Uno degli articoli del disegno di legge su cui, più di altri, si concentrato il dibattito in aula è stato quello dedicato alle deleghe. Inizialmente era l’articolo 21, ma con l’introduzione di due articoli intermedi riporta il numero 23.
Sulla questione, il dibattito, in aula e fuori, è stato ampio e accesso perchè l’opposizione ha accusato il Governo di pretendere una sorta di “delega in bianco”.
Alla resa dei conti l’intero articolo ha subito alcune modifiche di non poco conto.
Per esempio è stato approvato un emendamento che ha cancellato del tutto la delega al riordino degli organi collegiali della scuola (sia di quelli a livello di singola istituzione scolastica sia di quelli territoriali previsti da un vecchio decreto legislativo del 1999).
I gloriosi consigli di istituti nati del 1974 e cioè 41 anni fa continueranno così a rimanere tali e quali ancora per un po’ di tempo anche se, ormai, non hanno più quella forza di rappresentanza che li contraddistingueva alle origini.

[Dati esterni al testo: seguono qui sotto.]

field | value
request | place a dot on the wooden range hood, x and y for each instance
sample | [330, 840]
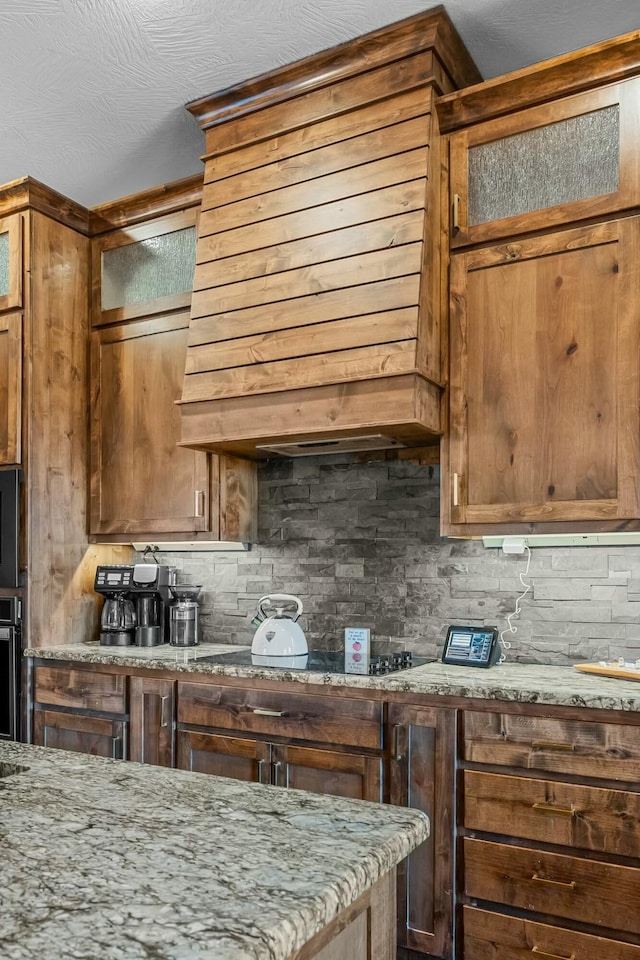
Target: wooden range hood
[316, 307]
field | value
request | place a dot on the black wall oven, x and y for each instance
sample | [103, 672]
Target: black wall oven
[9, 528]
[10, 667]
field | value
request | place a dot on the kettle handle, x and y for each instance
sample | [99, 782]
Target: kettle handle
[280, 596]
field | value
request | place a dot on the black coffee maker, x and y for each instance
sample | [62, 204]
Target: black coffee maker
[136, 606]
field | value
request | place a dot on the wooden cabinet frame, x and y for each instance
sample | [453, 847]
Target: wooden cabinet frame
[11, 381]
[422, 776]
[13, 226]
[499, 495]
[627, 95]
[134, 234]
[100, 736]
[151, 712]
[114, 407]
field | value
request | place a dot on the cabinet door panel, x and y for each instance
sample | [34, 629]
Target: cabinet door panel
[151, 712]
[422, 776]
[236, 757]
[144, 269]
[11, 262]
[328, 772]
[10, 387]
[544, 378]
[142, 482]
[65, 731]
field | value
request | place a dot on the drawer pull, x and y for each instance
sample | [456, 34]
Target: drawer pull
[549, 808]
[397, 754]
[550, 745]
[456, 212]
[163, 704]
[556, 883]
[551, 956]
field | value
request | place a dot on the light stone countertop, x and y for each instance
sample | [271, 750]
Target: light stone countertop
[121, 861]
[522, 683]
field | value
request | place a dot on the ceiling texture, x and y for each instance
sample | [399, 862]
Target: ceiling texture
[92, 92]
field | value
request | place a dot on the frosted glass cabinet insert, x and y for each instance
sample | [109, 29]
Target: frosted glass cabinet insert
[545, 166]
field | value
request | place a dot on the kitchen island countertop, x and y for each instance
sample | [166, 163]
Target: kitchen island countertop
[122, 861]
[510, 682]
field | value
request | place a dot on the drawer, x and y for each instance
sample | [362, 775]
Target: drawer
[81, 688]
[272, 713]
[604, 750]
[592, 818]
[488, 936]
[601, 894]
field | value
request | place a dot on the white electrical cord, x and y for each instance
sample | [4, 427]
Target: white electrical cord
[510, 628]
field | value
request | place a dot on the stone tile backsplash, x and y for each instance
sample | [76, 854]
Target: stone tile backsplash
[359, 544]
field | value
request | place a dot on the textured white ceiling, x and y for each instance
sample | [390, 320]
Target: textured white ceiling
[92, 92]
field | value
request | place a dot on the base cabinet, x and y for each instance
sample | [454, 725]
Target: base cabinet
[550, 838]
[98, 736]
[151, 710]
[318, 770]
[422, 775]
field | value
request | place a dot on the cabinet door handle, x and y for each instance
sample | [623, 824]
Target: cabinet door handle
[550, 745]
[163, 719]
[550, 808]
[551, 956]
[456, 211]
[397, 755]
[456, 490]
[571, 884]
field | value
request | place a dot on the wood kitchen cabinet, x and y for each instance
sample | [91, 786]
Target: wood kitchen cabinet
[316, 769]
[99, 736]
[260, 721]
[10, 388]
[544, 380]
[66, 701]
[151, 715]
[11, 261]
[551, 838]
[571, 159]
[422, 775]
[544, 320]
[143, 485]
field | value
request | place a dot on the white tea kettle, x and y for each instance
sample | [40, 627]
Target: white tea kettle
[279, 635]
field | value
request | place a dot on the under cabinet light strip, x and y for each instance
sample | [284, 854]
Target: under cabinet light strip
[622, 539]
[191, 546]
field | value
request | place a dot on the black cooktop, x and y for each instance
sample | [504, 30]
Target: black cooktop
[319, 661]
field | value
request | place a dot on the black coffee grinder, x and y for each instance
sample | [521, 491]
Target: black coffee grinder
[136, 606]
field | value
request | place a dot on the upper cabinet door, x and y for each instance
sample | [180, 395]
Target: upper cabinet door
[11, 262]
[10, 387]
[144, 270]
[544, 381]
[141, 481]
[565, 161]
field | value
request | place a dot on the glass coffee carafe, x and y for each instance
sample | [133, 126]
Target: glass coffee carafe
[118, 621]
[183, 615]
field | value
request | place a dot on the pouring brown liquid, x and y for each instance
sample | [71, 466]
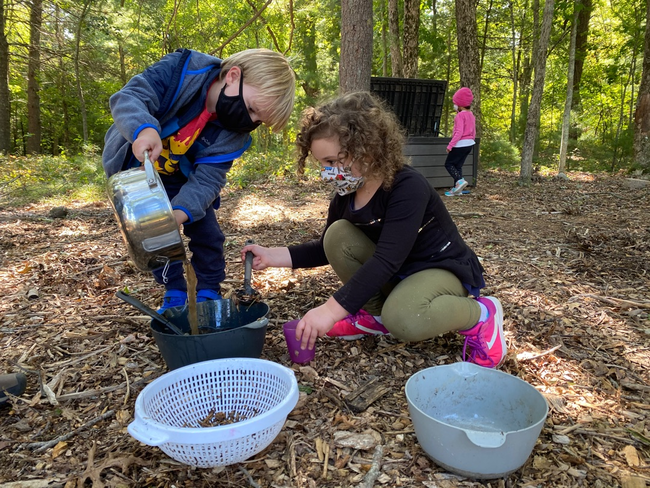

E’ rimasta pressochè inalterata la prima delega, quella relativa al riordino delle disposizioni normative in materia di sistema nazionale di istruzione e formazione attraverso la la redazione di un nuovo testo unico delle disposizioni in materia di istruzione.
In proposito i deputati del M5S si sono mostrati molto preoccupati ed hanno espresso il timore che attraverso questo strumento il Governo voglia mettere mano all’orario di servizio dei docenti.
In realtà il timore ci sembra un po’ eccessivo dal momento che, normalmente , i testi unici non possono apportate modifiche sostanziali all’impianto delle norme preesistenti. D’altronde la stessa delega prevede che il riordino possa avvenire “anche apportando integrazioni e modifiche innovative necessarie per garantirne la coerenza giuridica, logica e sistematica”. Ed è davvero difficile pensare che la revisione dell’orario di lavoro del personale possa essere intesa come modifica finalizzata a garantire la “coerenza” del TU.
C’è poi comunque una questione ancora più importante: la delega ha la durata di 18 mesi, il che significa che il Governo avrà tempo fino a dicembre 2016 per rivedere il testo unico che, in ogni caso, non potrà che andare a regime a partire dall’anno scolastico 2017/2018.